Одно дело — противостоять и другое — противоречить. Жизнь — единственная истина для меня, и я не признаю иного порядка, кроме целостности, которая объединила в одно дробность мира. Дробность сама по себе не занимает меня. Мой порядок — это общее дело, где каждый в помощь благодаря другому. Я должен стать творцом, чтобы поддерживать такой порядок. Я должен творить язык, который будет истощать противоречия. Потому что язык — это тоже жизнь.
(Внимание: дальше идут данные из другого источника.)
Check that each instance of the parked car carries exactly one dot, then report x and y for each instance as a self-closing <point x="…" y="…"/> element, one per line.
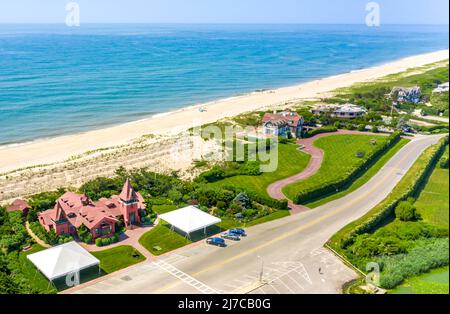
<point x="216" y="241"/>
<point x="230" y="236"/>
<point x="239" y="232"/>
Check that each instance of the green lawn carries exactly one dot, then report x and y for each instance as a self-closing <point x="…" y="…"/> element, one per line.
<point x="228" y="223"/>
<point x="362" y="179"/>
<point x="38" y="280"/>
<point x="290" y="162"/>
<point x="434" y="282"/>
<point x="433" y="202"/>
<point x="117" y="258"/>
<point x="163" y="237"/>
<point x="339" y="159"/>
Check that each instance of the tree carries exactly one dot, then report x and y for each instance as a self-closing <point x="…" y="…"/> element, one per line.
<point x="405" y="211"/>
<point x="242" y="200"/>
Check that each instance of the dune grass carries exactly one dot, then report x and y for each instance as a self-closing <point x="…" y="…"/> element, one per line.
<point x="340" y="157"/>
<point x="290" y="162"/>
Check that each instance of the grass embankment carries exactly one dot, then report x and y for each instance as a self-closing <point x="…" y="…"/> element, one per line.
<point x="434" y="282"/>
<point x="372" y="95"/>
<point x="161" y="240"/>
<point x="402" y="248"/>
<point x="291" y="161"/>
<point x="39" y="281"/>
<point x="340" y="160"/>
<point x="117" y="258"/>
<point x="373" y="170"/>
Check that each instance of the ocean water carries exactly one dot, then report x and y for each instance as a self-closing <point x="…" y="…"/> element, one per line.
<point x="57" y="80"/>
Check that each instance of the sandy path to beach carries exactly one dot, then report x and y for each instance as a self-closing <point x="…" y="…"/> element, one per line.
<point x="60" y="148"/>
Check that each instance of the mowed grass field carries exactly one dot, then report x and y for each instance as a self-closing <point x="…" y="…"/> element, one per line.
<point x="433" y="201"/>
<point x="339" y="159"/>
<point x="38" y="280"/>
<point x="161" y="236"/>
<point x="290" y="162"/>
<point x="434" y="282"/>
<point x="117" y="258"/>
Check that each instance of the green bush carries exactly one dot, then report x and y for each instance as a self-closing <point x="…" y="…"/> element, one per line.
<point x="443" y="163"/>
<point x="325" y="129"/>
<point x="306" y="195"/>
<point x="84" y="234"/>
<point x="115" y="238"/>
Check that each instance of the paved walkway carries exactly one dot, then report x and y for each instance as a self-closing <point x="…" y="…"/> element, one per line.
<point x="275" y="190"/>
<point x="130" y="237"/>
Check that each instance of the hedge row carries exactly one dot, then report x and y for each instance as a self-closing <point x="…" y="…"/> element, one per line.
<point x="313" y="193"/>
<point x="408" y="186"/>
<point x="257" y="197"/>
<point x="325" y="129"/>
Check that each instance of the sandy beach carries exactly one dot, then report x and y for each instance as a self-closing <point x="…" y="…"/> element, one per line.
<point x="57" y="149"/>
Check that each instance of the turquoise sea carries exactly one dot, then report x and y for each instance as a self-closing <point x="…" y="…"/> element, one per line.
<point x="56" y="80"/>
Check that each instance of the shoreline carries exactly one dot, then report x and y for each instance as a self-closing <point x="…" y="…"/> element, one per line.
<point x="56" y="149"/>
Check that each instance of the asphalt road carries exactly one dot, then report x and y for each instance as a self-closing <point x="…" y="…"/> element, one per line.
<point x="289" y="251"/>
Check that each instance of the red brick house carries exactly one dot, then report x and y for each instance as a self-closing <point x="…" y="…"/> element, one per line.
<point x="73" y="210"/>
<point x="19" y="205"/>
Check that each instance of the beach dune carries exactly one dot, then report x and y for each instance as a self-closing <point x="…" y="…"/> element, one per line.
<point x="47" y="151"/>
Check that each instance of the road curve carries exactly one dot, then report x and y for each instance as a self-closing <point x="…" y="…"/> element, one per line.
<point x="275" y="190"/>
<point x="293" y="240"/>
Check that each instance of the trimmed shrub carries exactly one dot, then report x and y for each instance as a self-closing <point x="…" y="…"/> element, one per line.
<point x="313" y="193"/>
<point x="428" y="255"/>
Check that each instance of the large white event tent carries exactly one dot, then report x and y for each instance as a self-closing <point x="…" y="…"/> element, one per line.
<point x="190" y="219"/>
<point x="63" y="260"/>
Нельзя отказываться от чего бы то ни было ради порядка. Можно отказаться от жизни и выстроить мой народ, как горшки вдоль дороги, — порядок будет безупречным. Можно заставить мой народ жить по законам муравейника, и опять будет безупречным порядок. Но по нраву ли мне муравьи? Я люблю человека, одухотворённого животворящими божествами, которые я вырастил в нём, чтобы он тратил себя и свою жизнь на большее, чем он сам: на дом, родину, Господнее царство. Так зачем мне мешать людям спорить, раз я знаю: успех рождается множеством безуспешных усилий. Раз я знаю: человека растит творчество, а не воспроизведение готового. Воспроизведение по образцам губительно для живого. Даже корабль нужно изменить и расширить, если плыть ему по жизни дальше. Уцепившись за неизменность формы, создаёшь экспонаты для музея, цепляешься за смерть, за рутину. Я различаю: вот преемственность, а вот повторение. Вот устойчивость, а вот косность. Косность не служит крепости кедра, крепости царства. «Ну наконец-то! — обрадовались генералы. — Мы обрели истину, и она останется незыблемой». А я? Я ненавижу оседлых и обывателей. Завершённый город — некрополь.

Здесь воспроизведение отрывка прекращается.